Ну вот, говорите, за компьютер не садитесь, а вон какое боевое письмо написали еще и при 200-х внутри, а каково было бы — прими Вы 300! Нет, господа комсомольцы верно умеют вычислить нашего брата, зная, что, когда уже все постыло, деревенское любопытство к басурманской технике победит. Глядишь, машина Вас еще не к одним письмам побудит, а и рой сюжетов выкликнет, позалежавшихся по дальним углам и готовых ухватиться за первое нечаянное слово. Мы ведь не пишем, «пока не требует поэта к священной жертве Аполлон» и Богу малозанимательны, а сели за стол хоть через силу, пошли толкать воз, глядишь, скоро уж и Микола-угодник рядом и уж пособляет, и вот уже пошли у нас вырываться слова и воспоминания, которые мы в себе давим, — давно позабыли и вот уж и толкают, не надо и пальцем тянуться к перу и бумаге…
Правда, это куда как нечасто. У меня чего-то вот редко тянутся, хотя я исправно стараюсь понуждать себя к сидению за столом, — неловко перед своим женским сословием, надо бы тоже какую копейку в дом нести. Искушают тут всяким телевидением и радио, болтовней там и тут, но ведь это иллюзия дела и пустое расходование сил. Муза — барышня тонкая и от телевидения бегает сломя голову, поджидая нас в более удобных местах.

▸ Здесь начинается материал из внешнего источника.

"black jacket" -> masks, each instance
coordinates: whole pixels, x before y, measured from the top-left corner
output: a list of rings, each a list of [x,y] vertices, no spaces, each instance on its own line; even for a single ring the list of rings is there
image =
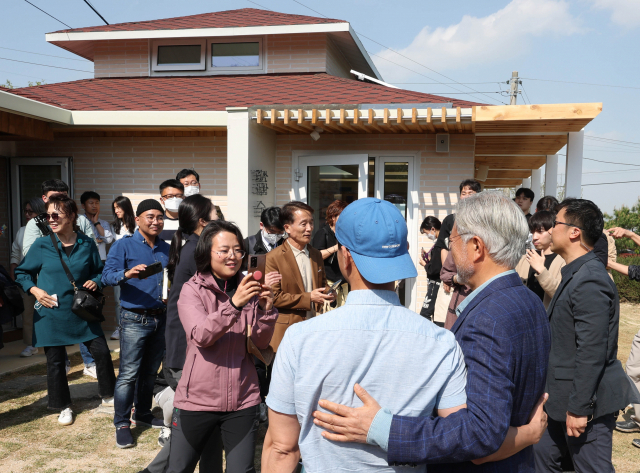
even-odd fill
[[[618,355],[618,290],[593,252],[562,268],[547,309],[551,353],[546,411],[565,421],[567,411],[593,418],[640,403]]]
[[[169,291],[167,303],[167,325],[164,331],[166,343],[166,359],[164,365],[168,368],[181,370],[187,355],[187,335],[178,317],[178,299],[182,286],[196,274],[196,260],[194,257],[196,245],[200,237],[189,235],[180,252],[180,261],[176,266]]]
[[[251,247],[251,240],[253,239],[255,239],[255,243],[253,247]],[[280,246],[283,241],[284,240],[278,241],[276,246]],[[244,251],[246,251],[248,255],[266,255],[269,253],[269,250],[267,250],[267,247],[264,246],[264,242],[262,241],[262,230],[258,230],[258,233],[256,233],[253,238],[245,238],[242,246],[244,246]]]
[[[333,233],[329,225],[324,225],[313,236],[311,246],[316,250],[326,250],[338,244],[336,234]],[[338,264],[338,255],[336,253],[329,255],[324,260],[324,272],[327,275],[327,279],[331,282],[336,282],[338,279],[342,279],[342,282],[346,282],[340,272],[340,265]]]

А в Москве все не могут получить разрешение на открытие мемориальной доски Ю. П. Казакову — говорят, не москвич…
Эхма!
Поклон Тане. Ваш R Курбатов
Псков. 7 мая 1997
Дорогой Виктор Викторович!
Простите за невольный обман. Ксерокс я сделал, но он так абиссински — черен, что прочитать его смогут только в Африке. Посему с благодарностью возвращаю оригинал — из всего написанного о Белле в эти дни самый человечески-родной, отчего бесчеловечные молодцы иных редакций и уклонились от печатания — забыли язык[50].
Простите, что задержал. Через два дня по возвращении от Вас было уже не до Беллы. У мамы сделался удар — паралич правой стороны, потеря сознания. Отрезало на полуслове, и я уже не мог более дозваться, досказать недосказанное за жизнь, наслушаться, наглядеться. Через неделю бессознательных хрипов и задыханий она отошла у меня на руках в начале Пасхи, в свой день ангела, что бывает редко, как чудо, но что мало утешило меня, потому что коли был какой малый свет и дар во мне, он был от нее. Теперь все это будет затягиваться долго.

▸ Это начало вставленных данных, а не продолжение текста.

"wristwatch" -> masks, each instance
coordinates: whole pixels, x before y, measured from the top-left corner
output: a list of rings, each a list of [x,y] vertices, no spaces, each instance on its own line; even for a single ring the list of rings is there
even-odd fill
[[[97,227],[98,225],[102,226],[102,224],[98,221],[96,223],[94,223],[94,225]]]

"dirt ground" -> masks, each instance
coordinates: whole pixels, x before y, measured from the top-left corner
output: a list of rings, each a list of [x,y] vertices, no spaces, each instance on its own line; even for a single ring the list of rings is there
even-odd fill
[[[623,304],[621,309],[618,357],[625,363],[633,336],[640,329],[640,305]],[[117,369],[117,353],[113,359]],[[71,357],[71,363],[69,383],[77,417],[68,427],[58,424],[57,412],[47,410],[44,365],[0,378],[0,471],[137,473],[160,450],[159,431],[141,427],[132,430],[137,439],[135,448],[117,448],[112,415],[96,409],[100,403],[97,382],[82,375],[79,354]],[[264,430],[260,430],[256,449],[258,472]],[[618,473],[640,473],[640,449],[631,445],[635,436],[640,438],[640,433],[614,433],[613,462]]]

Книгу Вашу тоже успел прочесть до ее болезни («Кляксы на старых промокашках». — Т. А.) и опять был молод и торопился толкнуть немногих друзей — послушайте! — и душил их целыми страницами в радость и одобрение и им, дуракам.
Спасибо, Виктор Викторович! Поклон Тане.
Обнимаю Вас.
Ваш Валентин
Псков. 5 сентября 1997
Дорогой Виктор Викторович!
Никак мои пути не пролягут через Петербург, чтобы посидеть у Вас на завалинке под нежную музыку Ваших материальных комментариев политической и литературной жизни. Сам домоседствую поневоле — «стукну по карману — не слыхать, стукну по другому — не звенит».
А уж вон через две недели 60 лет — славы нет, так Бог с ней: «что слава — яркая заплата на ветхом рубище певца», — хуже, что рубище-то уже без метафоры ветхо, а его не только яркой, а и бедной заплатой не прикроешь. Перелистал свои бумажки, которые строчил без устали, как Акакий Акакиевич, — скука смертная, «делопроизводство», «входящие и исходящие», закрыл и плюнул. Пора на берег. Уж и в каботаж не гожусь.